I agree with ToniSH.
Would it ever be possible for you to have some time alone and quietly with MiL - meet for coffee/tea/ walk in the park- and tell her how you feel ? Perhaps it would be a chance to get to know each other better and mend the rift between you ....just a thought.

Bathsheba Tue 14-Jan-20 09:31:13

I wonder whether your MiL always felt somehow 'accountable' to her own mother, responsible for upholding the Catholic faith in her sons?
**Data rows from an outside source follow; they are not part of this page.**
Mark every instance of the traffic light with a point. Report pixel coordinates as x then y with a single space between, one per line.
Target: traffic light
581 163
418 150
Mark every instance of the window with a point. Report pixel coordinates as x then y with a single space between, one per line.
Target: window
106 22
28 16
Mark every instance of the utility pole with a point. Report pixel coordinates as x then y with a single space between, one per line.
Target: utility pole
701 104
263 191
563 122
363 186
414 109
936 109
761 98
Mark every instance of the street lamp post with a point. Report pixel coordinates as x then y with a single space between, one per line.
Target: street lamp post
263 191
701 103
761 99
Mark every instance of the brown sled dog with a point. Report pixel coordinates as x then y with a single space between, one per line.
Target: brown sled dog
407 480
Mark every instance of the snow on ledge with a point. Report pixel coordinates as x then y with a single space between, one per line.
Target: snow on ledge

Maybe her mother was very much the matriarch in the family, with everyone following her lead, staying in the faith, afraid to deviate from the expectations placed on them.

She may well have felt mortified at the thought of having to tell her mother that her beloved grandson was about to marry outside the faith and this could have seriously coloured her attitude to you. But now, with her mother no longer in the picture, your MiL is able to feel much more relaxed, and able to accept your BiL's fiancee more willingly.

Luckygirl Tue 14-Jan-20 09:33:43

You blazed a trail! - you were first so bore the brunt of it. Hopefully MIL has seen the light and learned a bit of tolerance from you!

Paste on a smile - it is water under the bridge. Be happy that she has moved on.

Blooming religion - so very divisive. Makes me so exasperated. Oh - perhaps you could try exasperated instead of jealous! Please be happy that your SIL to be has had an easier ride and wish them both well.

endlessstrife Tue 14-Jan-20 09:37:05

I would say your MIL had learnt from her past mistakes, and isn’t repeating them. I would embrace this if you can, and think, because of you and your husband, progress has been made to everyone’s advantage. Just look after yourselves from now on, and obviously, take her to task if she behaves badly again.